Shortly after the research about the footprints was published, eight prints were chiseled out of the rock and stolen. According to the newspaper Proto Thema, the culprit was a high school teacher, who was later arrested by Crete authorities at Kasteli, Chania.[7] [8] The prints were later found in his house and on a farm.
David Begun, a paleoanthropologist at the University of Toronto, Canada, argues that the footprints might not necessarily belong to a human ancestor, despite its appearance. Similarly, Robin Crompton, a biological anthropologist at the University of Liverpool, England, believes that although the footprints belong to a bipedal organism, they might not be human ancestors but “made by a member of the great ape clade”. Multiple fossilized footprints must be found and analyzed in order to accurately categorize the tracks by species.[9]
Meldrum and Sarmiento (2018) who studied the Trachilos prints (ichnites) did not agree with Gierlinski et al. (2017) that these ichnites were made by a primate or even a vertebrate. Principally, Gierlinski et al. did not provide objective criteria for identifying prints as primate prints. The prints show no consistent and repetitive details that could identify them as being made by a primate, or even an animal with bilateral symmetry. Fatally, Gierlinski et al. did not explore alternative agents that could have produced the prints and provided no explanation as to how their analyses of print outlines deals with missing data and comparisons of non-homologous print outlines. Meldrum and Sarmiento concluded that there was insufficient evidence to argue the prints were made by an animal with bilateral symmetry. The Trachilos ichnites could have been made by non-vertebrate lifeforms or could even be the result of non-organic agents.[10]

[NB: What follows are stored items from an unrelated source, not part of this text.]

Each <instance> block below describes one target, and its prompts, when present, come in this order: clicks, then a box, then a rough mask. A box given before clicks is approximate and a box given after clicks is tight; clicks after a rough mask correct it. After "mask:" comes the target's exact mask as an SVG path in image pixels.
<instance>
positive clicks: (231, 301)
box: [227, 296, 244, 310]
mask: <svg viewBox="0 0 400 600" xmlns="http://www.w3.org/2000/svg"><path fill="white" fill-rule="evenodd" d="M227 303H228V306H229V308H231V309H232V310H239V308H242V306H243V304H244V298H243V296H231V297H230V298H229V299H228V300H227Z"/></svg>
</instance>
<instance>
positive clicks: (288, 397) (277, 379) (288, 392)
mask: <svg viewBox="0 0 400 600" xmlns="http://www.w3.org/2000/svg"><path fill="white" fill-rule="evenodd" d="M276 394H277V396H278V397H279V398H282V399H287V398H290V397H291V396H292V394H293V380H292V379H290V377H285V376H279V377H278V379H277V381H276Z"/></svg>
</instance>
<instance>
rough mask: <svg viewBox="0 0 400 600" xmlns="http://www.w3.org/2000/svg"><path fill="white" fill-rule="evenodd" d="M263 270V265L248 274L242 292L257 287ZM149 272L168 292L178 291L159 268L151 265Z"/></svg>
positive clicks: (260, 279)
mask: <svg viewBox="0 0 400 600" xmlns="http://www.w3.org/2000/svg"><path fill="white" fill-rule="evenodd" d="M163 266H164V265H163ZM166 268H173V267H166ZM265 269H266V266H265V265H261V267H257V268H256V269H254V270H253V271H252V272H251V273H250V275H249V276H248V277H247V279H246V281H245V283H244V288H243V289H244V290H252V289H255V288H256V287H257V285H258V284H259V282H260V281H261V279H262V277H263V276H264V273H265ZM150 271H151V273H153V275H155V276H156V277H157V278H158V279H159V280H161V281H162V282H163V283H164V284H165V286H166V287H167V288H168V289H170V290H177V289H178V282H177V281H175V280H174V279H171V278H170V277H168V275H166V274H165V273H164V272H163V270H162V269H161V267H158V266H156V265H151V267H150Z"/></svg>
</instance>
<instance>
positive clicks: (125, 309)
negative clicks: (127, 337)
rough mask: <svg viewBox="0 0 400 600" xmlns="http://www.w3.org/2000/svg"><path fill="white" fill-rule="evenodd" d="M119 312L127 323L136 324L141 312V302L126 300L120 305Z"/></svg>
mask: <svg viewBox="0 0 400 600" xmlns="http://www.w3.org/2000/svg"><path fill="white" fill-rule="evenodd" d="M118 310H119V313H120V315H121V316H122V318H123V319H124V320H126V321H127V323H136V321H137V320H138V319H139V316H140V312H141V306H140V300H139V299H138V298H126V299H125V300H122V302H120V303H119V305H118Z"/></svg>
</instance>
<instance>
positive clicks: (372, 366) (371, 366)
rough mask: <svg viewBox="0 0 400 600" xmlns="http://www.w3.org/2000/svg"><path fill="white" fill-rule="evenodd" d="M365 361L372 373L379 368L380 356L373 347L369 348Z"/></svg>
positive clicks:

Willem Jan Zachariasse and Lucas J. Lourens reestimated the footprints as to have originated at the Late Pliocene (3 mya) and question if hominids had created the footprints or if they were footprints. They argue that the shallow marine setting could not have been travelled across by hominins or bipedal primates but "in case they did, wave action must have erased them unless the tracks were made at the high tide line during a low sea level stand at the climax of one of the glacial periods that occurred every 41 kyr in this time span". Further, they state "Crete was an island since the Late Tortonian but the present outline and geographic setting dates from the Late Pliocene with the deep Levantine Basin to the south and the marine South Aegean Basin (SAB) to the north. The latter basin formed in the Late Miocene by slab roll-back driven extension of the Aegean lithosphere and was ~ 1000 m deep north of Crete (DSDP Site 378) during the Late Pliocene. The Late Pliocene SAB separated Crete from mainland Greece and Turkey by stretches of deep water of minimally 100 km wide according to the time–space reconstructions of the Aegean lithosphere in Van Hinsbergen and Schmid. Occurrences of deep marine Late Pliocene sediments on the islands of Kythira in between Crete and the Peloponnese, and Karpathos in between Crete and Turkey prove that these islands could not have been used as steppingstones for biped dispersal, let alone that they have been part of land bridges".[11]